What is distributed tracing?
Distributed tracing is a technique for following a single request as it travels across multiple services, linking each step into one timeline of spans through a shared trace ID and propagated context.
Definition
In a microservices or distributed system, a single user action — say, a checkout — may touch a dozen services before returning a response. Distributed tracing stitches that whole journey back together. When the request enters the system it's assigned a unique trace ID; every service it passes through records a span (a timed unit of work) tagged with that trace ID and the parent span it came from. Collected together, those spans form one end-to-end trace.
The mechanism that makes this work is context propagation: as a request crosses a service boundary (an HTTP call, a message on a queue), the trace context — the trace ID and current span ID — is passed along, typically in headers following the W3C Trace Context standard. The receiving service reads that context, creates a child span, and continues the chain. Without propagation each service would produce isolated, unconnectable spans.
Anatomy of a trace
A trace is a tree of spans connected by propagated context, usually visualized as a waterfall.
Trace
The complete record of one request's path through the system, identified by a single trace ID and made up of all the spans it generated.
Span
A single timed operation — a database query, an API call, a handler — with a start time, duration, attributes, and a link to its parent span.
Parent & child spans
Spans form a tree: a parent span (e.g. the incoming request) contains child spans for the downstream work it triggered, showing causality and nesting.
Context propagation
Passing the trace and span IDs across service boundaries, typically via W3C Trace Context headers, so independent services contribute to the same trace.
The waterfall view
Spans plotted on a timeline, revealing at a glance which step was slow, which ran in parallel, and where a failure cascaded through the request.
Why distributed tracing matters
In a monolith, a slow request lives in one process and one set of logs. In a distributed architecture, the same request fans out across services owned by different teams, and a single slow span deep in the chain can degrade the whole user experience. Logs alone can't connect those hops — they're separate streams with no shared thread. Distributed tracing supplies that thread, so a latency or error problem is attributable to a specific service and operation instead of being a system-wide mystery.
Tracing also reveals architecture you may not have on a diagram: which services actually call which, how deep your dependency chains run, and where retries or N+1 patterns quietly multiply work. That makes it indispensable both for debugging a specific incident and for understanding the real shape of a system as it evolves.
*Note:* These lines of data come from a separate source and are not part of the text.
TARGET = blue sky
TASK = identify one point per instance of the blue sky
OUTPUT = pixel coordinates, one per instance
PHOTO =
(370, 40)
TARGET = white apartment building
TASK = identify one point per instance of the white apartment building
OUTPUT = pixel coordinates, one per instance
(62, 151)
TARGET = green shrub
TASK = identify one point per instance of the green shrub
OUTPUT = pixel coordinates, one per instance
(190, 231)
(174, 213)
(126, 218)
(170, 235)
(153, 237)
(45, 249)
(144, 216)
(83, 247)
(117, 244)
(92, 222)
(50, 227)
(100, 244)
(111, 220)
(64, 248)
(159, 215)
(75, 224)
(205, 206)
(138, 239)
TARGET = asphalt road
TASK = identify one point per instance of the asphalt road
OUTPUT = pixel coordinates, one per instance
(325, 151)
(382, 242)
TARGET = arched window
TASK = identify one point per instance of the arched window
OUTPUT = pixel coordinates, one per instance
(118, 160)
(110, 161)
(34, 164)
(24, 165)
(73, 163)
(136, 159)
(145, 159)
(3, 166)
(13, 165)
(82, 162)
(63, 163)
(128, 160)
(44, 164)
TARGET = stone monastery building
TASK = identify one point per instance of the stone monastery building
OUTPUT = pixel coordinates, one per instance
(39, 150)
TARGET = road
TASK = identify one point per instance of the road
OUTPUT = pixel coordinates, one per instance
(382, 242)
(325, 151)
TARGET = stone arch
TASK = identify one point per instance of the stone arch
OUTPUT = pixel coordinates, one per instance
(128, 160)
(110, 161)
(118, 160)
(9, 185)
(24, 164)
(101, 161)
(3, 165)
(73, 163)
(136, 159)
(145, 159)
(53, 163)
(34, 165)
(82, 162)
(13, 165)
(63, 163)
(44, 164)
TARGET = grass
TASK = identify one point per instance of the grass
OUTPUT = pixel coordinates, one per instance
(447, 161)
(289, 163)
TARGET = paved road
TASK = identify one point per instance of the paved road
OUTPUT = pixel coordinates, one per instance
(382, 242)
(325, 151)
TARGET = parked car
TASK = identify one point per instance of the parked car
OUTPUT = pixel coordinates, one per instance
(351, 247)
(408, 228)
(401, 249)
Distributed tracing with AllStak
AllStak ingests OTLP traces over HTTP, so you can instrument your services with OpenTelemetry and send spans straight to AllStak — no proprietary agent required. Traces are visualized as waterfalls where you can spot the slow or failing span, and because they share a platform with your errors and logs, you can pivot from a span to the exception or log line behind it.
Frequently asked questions
What is distributed tracing?
It is a way to follow one request across many services by tagging each step with a shared trace ID and propagating context, then assembling the steps into a single end-to-end timeline of spans.
What is the difference between a trace and a span?
A span is one timed operation within a request; a trace is the full collection of spans for that request. Many spans, linked by parent-child relationships, make up a single trace.
What is context propagation?
It is the passing of trace and span identifiers across service boundaries — usually via W3C Trace Context HTTP headers — so spans created in different services connect into the same trace.
Is distributed tracing the same as APM?
They overlap but aren't identical. Distributed tracing is the technique of following requests across services; APM is the broader discipline of monitoring application performance, which often uses tracing as one of its data sources.